The Future of Sport in Canada Commission, led by Commissioner Lise Maisonneuve, former Chief Justice of the Ontario Court of Justice, has delivered its final report outlining findings and recommendations on how to improve safe sport and the sport system in Canada from the grassroots to high performance. The independent review provides a roadmap for change focused on prevention, response, and support in safe sport, and on renewed leadership, alignment, governance, funding and investment across the Canadian sport system.
Established in December 2023, the Commission engaged thousands of participants, including victims and survivors, sport participants, subject-matter experts, academics, advocates, sport organizations and governments, through a nationwide engagement process, which included a public online submission portal, meetings, in-camera sessions, subject-specific and regional roundtables, a public online survey and a National Summit on the Future of Sport in Canada, which took place in Ottawa in September 2025.

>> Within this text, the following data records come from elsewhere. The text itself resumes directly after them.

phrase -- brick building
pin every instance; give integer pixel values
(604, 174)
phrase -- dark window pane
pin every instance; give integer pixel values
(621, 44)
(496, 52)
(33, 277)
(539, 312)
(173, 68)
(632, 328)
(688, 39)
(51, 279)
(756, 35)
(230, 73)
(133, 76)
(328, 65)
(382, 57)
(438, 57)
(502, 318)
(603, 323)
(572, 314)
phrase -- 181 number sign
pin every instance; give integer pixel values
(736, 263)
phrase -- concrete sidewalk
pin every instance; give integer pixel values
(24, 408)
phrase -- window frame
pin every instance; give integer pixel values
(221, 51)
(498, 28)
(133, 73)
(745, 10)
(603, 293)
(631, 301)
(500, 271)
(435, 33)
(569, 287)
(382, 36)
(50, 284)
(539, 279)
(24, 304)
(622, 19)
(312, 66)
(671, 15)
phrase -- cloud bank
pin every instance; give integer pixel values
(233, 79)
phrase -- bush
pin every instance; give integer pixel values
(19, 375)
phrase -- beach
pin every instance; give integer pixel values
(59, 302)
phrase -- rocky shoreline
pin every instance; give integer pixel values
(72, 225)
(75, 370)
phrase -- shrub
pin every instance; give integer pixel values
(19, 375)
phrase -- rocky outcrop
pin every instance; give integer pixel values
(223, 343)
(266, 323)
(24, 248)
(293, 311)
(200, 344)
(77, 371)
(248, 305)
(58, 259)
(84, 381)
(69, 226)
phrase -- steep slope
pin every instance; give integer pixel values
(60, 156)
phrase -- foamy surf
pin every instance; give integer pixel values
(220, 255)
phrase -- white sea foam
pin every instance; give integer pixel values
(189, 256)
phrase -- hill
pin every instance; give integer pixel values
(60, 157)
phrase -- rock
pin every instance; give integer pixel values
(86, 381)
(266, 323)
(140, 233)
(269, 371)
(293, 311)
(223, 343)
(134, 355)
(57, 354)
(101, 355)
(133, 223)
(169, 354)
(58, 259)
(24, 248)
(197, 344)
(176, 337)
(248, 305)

The Commission’s 98 Calls to Action urge coordinated reform to make sport in Canada safe, accountable and inclusive. They call for consistent safe sport standards and accessible complaint pathways nationwide (moving toward a single Pan-Canadian Safe Sport Authority); fair, trauma-informed resolution processes with meaningful sanctions and supports; and prevention-focused investments in education, background screening, safeguarding officers, and a pan-Canadian registry of sanctioned individuals in sport. The final report also calls for stronger leadership and oversight through intergovernmental collaboration and the creation of a Centralized Sport Entity, mandatory governance standards, and greater system efficiency, supported by a renewed funding strategy with clear conditions, monitoring and audits. The Commission finally calls for coordinated action to reduce financial barriers, improve sport infrastructure, and advance equity, diversity, and inclusion, including fulfilling the Government of Canada’s commitments under the Truth and Reconciliation Commission’s Calls to Action related to sport, respecting Indigenous self-determination, and ensuring Indigenous perspectives inform implementation of the Commission’s final report.
BLG was legal counsel to the Commissioner – led by Nadia Effendi, alongside Karine Fahmy and Chanel Maillet Glas. The firm’s deep expertise in administrative and public law, combined with the team’s experience managing sensitive reviews and inquiries, positioned them to navigate the complex privacy, access to information, constitutional and public law issues inherent in this mandate. The firm provided strategic counsel throughout the Commission’s activities, including during the engagement process, the drafting of both reports, and the National Summit on the Future of Sport in Canada.